As a cloud administrator, I want to be able to easily see what optimizations Watcher has made, so that I know what’s going on in my data center while I’m not necessarily watching Watcher.

Use Case 9

As a cloud administrator, I want to be able to configure Watcher to run in “active mode”, so that I can let Watcher perform its optimizations automatically.

Use Case 10

As a cloud administrator, I want Watcher to support multi-tenancy (e.g., a customer that different SLAs may allow their VMs to be placed on certain hosts).

Architecture

  • Watcher run as a set of services within an OpenStack control plane (i.e., be able to access other OpenStack services by way of RPC calls via the OpenStack message queue).
  • Watcher is able to communicate with a number of cloud management control points (e.g., OpenStack Nova for VM migration operations, OpenStack Keystone for authentication services, etc.).
  • Watcher is able to access resource metrics via a flexible “metrics driver” architecture (e.g., via Ceilometer, Gnocchi, Nagios, proprietary data collectors, etc.).
  • For each phase in the overall optimization process, Watcher provides extension points such that different implementations can be swapped in and out to achieve various optimization goals.
  • Watcher generates AMQP notifications for any action that it performs via an asynchronous notification system (i.e., this is similar to the “Nova notifications” system), allowing downstream entities to be notified in an event-driven fashion for all Watcher-invoked actions.

More detailed architecture information can be found here.

High Level Optimization Process

The various phases of the Watcher optimization process can be found here.

Project Launchpad

https://launchpad.net/watcher

Licensing

Watcher is licensed under the Apache License v2.

Documentation

Watcher documentation: https://factory.b-com.com/www/watcher/doc/watcher
Watcher CLI documentation: https://factory.b-com.com/www/watcher/doc/python-watcherclient

Source code

Source code of the module is available on GitHub: https://github.com/stackforge/watcher
The Watcher specs repository is available on GitHub: https://github.com/openstack/watcher-specs
The Watcher client code is available on GitHub as well: https://github.com/stackforge/python-watcherclient

FAQs

Is Watcher just another VM scheduler?

No, Watcher performs resource optimization post VM deployment to rebalance the environment over time.
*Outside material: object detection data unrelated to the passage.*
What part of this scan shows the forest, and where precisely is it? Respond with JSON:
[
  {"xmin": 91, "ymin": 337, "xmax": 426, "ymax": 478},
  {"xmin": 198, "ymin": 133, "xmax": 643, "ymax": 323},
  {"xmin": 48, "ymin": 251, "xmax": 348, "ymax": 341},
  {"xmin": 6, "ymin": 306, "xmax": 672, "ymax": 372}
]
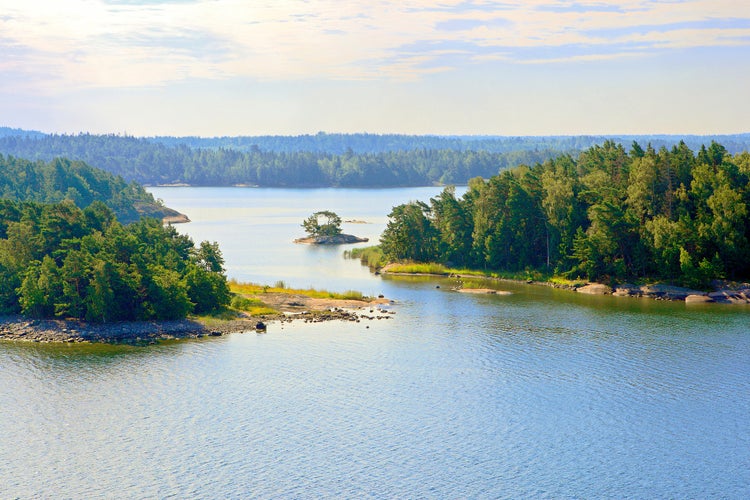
[
  {"xmin": 380, "ymin": 141, "xmax": 750, "ymax": 287},
  {"xmin": 0, "ymin": 154, "xmax": 169, "ymax": 223},
  {"xmin": 0, "ymin": 199, "xmax": 230, "ymax": 322},
  {"xmin": 0, "ymin": 128, "xmax": 750, "ymax": 187}
]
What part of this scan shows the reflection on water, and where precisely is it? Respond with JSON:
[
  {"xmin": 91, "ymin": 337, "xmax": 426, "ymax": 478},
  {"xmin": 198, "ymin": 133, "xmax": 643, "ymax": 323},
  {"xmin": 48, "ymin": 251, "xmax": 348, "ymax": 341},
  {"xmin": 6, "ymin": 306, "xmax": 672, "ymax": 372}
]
[{"xmin": 0, "ymin": 188, "xmax": 750, "ymax": 498}]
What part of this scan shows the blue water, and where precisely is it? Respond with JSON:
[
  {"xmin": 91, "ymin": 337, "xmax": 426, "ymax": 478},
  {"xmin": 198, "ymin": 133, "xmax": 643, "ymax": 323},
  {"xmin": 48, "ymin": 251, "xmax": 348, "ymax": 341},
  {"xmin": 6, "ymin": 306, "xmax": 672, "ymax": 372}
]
[{"xmin": 0, "ymin": 188, "xmax": 750, "ymax": 498}]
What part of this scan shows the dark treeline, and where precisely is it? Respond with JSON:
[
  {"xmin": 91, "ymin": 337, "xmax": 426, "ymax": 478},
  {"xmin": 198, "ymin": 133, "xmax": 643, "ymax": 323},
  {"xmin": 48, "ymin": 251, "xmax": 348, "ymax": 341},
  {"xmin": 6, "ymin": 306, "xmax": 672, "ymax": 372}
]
[
  {"xmin": 148, "ymin": 132, "xmax": 750, "ymax": 155},
  {"xmin": 381, "ymin": 141, "xmax": 750, "ymax": 286},
  {"xmin": 0, "ymin": 154, "xmax": 171, "ymax": 222},
  {"xmin": 0, "ymin": 129, "xmax": 750, "ymax": 187},
  {"xmin": 0, "ymin": 134, "xmax": 555, "ymax": 187},
  {"xmin": 149, "ymin": 132, "xmax": 608, "ymax": 155},
  {"xmin": 0, "ymin": 199, "xmax": 229, "ymax": 322}
]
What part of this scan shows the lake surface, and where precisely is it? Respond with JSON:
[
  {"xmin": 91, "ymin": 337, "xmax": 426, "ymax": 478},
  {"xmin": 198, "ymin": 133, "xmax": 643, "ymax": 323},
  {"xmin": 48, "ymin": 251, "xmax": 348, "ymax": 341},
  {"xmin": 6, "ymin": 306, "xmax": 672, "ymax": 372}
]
[{"xmin": 0, "ymin": 188, "xmax": 750, "ymax": 498}]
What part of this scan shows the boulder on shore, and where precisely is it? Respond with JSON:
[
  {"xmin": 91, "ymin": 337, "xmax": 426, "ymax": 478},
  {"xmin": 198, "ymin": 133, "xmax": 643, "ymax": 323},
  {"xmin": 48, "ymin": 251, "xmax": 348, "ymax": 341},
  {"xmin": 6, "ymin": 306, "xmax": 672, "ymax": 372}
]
[
  {"xmin": 685, "ymin": 294, "xmax": 714, "ymax": 304},
  {"xmin": 294, "ymin": 234, "xmax": 370, "ymax": 245},
  {"xmin": 576, "ymin": 283, "xmax": 612, "ymax": 295}
]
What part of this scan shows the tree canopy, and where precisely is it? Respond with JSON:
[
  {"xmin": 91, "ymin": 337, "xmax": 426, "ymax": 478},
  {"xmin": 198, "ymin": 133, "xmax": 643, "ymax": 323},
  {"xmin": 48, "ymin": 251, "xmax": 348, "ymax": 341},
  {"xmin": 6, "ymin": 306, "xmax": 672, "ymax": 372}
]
[
  {"xmin": 381, "ymin": 141, "xmax": 750, "ymax": 286},
  {"xmin": 0, "ymin": 199, "xmax": 230, "ymax": 322},
  {"xmin": 0, "ymin": 155, "xmax": 169, "ymax": 223},
  {"xmin": 0, "ymin": 129, "xmax": 750, "ymax": 187},
  {"xmin": 302, "ymin": 210, "xmax": 341, "ymax": 237}
]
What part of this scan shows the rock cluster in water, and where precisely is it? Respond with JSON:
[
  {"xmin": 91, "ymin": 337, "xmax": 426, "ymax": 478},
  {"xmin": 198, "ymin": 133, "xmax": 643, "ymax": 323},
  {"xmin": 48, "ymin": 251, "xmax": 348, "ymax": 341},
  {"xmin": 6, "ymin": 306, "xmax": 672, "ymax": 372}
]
[{"xmin": 294, "ymin": 234, "xmax": 370, "ymax": 245}]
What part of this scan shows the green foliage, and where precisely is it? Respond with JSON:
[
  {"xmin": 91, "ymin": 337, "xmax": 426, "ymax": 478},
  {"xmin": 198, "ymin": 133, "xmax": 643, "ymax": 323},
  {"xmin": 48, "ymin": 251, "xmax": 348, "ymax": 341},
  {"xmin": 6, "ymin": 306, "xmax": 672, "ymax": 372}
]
[
  {"xmin": 381, "ymin": 141, "xmax": 750, "ymax": 287},
  {"xmin": 302, "ymin": 210, "xmax": 341, "ymax": 237},
  {"xmin": 0, "ymin": 200, "xmax": 230, "ymax": 322},
  {"xmin": 344, "ymin": 245, "xmax": 388, "ymax": 269},
  {"xmin": 0, "ymin": 155, "xmax": 167, "ymax": 221}
]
In fact, Watcher leverages a VM scheduler to help make its optimization decisions, they are actually highly complementary technologies.

How does Watcher leverage other OpenStack projects?

While Watcher brings intelligent resource optimization to the OpenStack table, it does so by leveraging services provided by other projects. For example, when Watcher determines that an active VM would be more appropriately located on a different host within the cloud, Watcher asks Nova to perform a live migration operation to actually move the VM.